From The Virginia Law Review:
The early English jury consisted of a group of witnesses assembled to report on facts they were presumed to know in advance of the formal proceedings. In sharp contrast, the modem American jury is expected to learn the facts of the case only from the evidence that the parties present at trial. According to many accounts, the rules of evidence of the Anglo-American legal system developed in large measure to control the jury and to channel its decisionmaking. A prominent feature of the rules of evidence is the set of exclusions that blindfold jurors to facts about the case that might influence their decisions in legally unacceptable ways.

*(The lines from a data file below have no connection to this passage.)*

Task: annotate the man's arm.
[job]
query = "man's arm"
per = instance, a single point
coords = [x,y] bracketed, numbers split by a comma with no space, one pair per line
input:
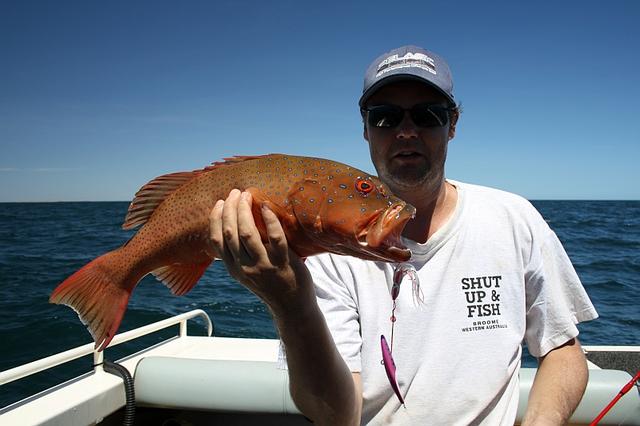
[321,384]
[558,386]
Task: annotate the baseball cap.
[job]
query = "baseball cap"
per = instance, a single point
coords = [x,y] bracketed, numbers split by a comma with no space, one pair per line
[408,63]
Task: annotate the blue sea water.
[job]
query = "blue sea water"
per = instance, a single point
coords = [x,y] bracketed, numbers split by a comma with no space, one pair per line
[43,243]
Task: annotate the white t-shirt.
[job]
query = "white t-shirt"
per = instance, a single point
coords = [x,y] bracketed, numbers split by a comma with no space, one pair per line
[493,276]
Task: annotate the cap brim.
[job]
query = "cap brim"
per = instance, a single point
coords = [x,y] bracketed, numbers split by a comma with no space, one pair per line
[400,77]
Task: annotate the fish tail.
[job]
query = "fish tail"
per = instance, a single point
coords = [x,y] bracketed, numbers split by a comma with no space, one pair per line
[99,293]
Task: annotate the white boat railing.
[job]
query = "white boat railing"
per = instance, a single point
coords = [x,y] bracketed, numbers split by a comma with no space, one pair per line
[34,367]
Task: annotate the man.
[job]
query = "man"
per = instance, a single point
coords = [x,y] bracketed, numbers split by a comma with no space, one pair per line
[486,273]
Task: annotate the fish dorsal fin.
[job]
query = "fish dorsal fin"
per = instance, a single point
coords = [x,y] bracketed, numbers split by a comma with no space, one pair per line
[229,161]
[151,195]
[181,277]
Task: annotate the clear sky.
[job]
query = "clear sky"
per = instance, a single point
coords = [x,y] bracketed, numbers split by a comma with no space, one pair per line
[97,98]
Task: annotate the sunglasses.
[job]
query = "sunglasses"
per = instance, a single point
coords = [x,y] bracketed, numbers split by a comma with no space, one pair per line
[423,115]
[387,351]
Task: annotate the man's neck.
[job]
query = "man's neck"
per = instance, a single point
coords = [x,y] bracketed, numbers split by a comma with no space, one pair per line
[432,212]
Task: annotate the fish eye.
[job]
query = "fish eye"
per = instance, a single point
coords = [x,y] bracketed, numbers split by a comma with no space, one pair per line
[364,186]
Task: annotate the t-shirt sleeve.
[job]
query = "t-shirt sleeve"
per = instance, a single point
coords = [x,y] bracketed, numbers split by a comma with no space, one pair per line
[555,298]
[334,283]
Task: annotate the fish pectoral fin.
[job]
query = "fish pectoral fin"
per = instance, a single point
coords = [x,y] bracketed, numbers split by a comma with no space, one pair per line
[181,277]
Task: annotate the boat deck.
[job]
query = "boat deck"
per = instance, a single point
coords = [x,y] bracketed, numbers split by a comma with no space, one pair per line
[218,380]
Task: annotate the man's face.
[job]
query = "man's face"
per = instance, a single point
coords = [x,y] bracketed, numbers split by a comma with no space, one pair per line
[408,156]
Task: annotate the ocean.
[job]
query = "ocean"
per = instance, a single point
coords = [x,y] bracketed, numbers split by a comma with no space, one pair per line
[43,243]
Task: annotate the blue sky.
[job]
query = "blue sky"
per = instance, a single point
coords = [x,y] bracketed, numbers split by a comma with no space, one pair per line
[97,98]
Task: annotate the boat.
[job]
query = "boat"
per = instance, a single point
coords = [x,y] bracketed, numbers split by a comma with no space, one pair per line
[194,379]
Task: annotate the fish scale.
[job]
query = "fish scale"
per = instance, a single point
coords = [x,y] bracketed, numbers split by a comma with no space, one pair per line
[323,206]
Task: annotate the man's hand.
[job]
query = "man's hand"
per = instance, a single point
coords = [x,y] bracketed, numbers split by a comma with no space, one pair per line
[321,385]
[271,270]
[558,386]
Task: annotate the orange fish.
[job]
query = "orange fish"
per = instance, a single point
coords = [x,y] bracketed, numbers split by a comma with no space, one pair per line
[324,206]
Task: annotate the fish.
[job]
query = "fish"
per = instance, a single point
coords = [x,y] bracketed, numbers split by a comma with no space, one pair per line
[323,206]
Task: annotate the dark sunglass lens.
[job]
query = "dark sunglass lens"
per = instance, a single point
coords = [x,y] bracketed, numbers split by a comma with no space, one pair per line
[429,115]
[385,116]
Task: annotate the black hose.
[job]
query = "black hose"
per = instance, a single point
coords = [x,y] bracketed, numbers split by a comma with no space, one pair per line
[130,404]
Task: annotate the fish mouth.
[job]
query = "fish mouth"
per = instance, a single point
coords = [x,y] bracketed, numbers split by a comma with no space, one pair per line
[381,236]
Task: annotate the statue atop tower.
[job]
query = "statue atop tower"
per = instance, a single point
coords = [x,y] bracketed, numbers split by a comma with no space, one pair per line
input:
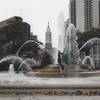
[48,39]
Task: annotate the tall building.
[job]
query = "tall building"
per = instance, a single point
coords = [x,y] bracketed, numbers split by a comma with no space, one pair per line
[85,14]
[48,39]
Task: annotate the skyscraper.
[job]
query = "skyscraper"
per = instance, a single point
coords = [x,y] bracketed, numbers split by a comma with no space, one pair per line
[48,39]
[84,14]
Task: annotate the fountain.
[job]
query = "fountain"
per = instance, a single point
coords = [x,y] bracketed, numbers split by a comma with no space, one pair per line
[91,63]
[71,49]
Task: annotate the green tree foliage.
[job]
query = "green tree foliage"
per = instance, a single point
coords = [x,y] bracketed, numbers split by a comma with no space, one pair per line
[85,36]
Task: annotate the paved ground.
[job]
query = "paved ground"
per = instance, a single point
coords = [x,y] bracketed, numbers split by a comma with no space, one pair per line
[43,97]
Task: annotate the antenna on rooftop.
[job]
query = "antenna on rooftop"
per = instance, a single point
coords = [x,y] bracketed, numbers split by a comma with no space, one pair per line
[20,12]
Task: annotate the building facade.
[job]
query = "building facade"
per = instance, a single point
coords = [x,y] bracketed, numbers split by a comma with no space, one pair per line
[48,37]
[85,14]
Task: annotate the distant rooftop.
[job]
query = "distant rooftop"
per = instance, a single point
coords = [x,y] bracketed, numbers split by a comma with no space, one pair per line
[10,20]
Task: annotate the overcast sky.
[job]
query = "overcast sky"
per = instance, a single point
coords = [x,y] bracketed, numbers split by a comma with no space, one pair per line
[37,13]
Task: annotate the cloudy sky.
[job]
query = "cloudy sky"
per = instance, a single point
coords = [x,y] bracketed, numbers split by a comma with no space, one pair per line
[37,13]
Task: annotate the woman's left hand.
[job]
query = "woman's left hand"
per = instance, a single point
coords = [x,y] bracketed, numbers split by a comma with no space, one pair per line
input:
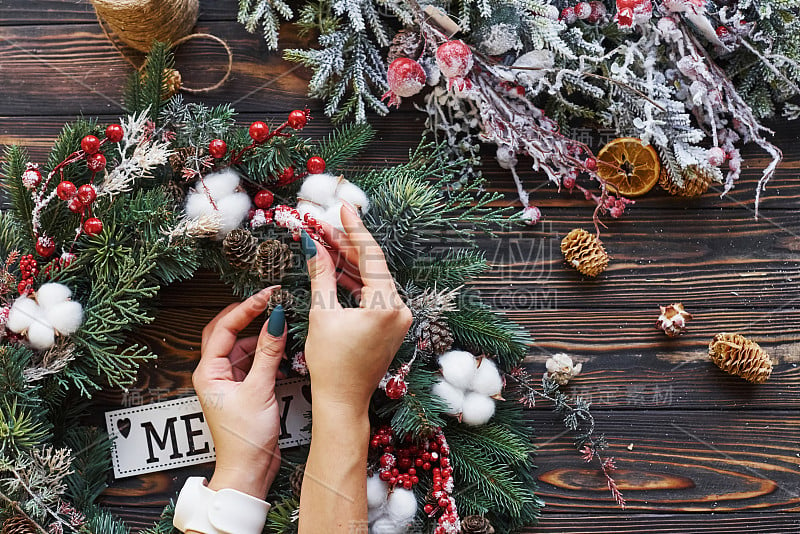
[235,381]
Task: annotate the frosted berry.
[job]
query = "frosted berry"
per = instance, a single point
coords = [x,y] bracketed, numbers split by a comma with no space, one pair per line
[96,162]
[87,194]
[217,148]
[90,144]
[45,246]
[263,199]
[315,165]
[66,190]
[259,131]
[297,119]
[93,226]
[114,133]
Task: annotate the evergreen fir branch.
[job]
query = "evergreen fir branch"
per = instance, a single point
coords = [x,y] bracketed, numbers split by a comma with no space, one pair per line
[484,331]
[147,90]
[344,143]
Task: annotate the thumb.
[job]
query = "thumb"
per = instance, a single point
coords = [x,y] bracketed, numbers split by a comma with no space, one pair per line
[322,273]
[269,351]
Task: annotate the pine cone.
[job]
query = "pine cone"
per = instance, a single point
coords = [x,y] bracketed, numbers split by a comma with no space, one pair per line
[405,43]
[273,259]
[283,298]
[296,479]
[239,247]
[737,355]
[19,524]
[695,182]
[435,336]
[585,252]
[475,524]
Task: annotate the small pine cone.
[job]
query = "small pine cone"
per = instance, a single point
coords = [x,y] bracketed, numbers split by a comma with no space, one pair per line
[19,524]
[239,247]
[296,479]
[405,43]
[737,355]
[435,336]
[475,524]
[273,259]
[585,252]
[695,182]
[283,298]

The blindfolding approach to jury control implicitly assumes that jurors will not consider a topic unless it is introduced at trial. Modem behavioral research on the jury, however, both rejects the image of the jury as a blank slate on which evidence is etched and raises serious questions about the ability of some of these blindfolding efforts to control the jury by simply prohibiting mention of specific topics at trial. In this paper, we will suggest a revised approach to blindfolding. Our approach is informed by some preliminary data from the videotaped deliberations of forty civil juries that were collected as part of our Arizona Jury Project. The analysis distinguishes between conditions that are likely to benefit from blindfolding and those that call for other strategies to optimally focus the jury’s attention on legally relevant information.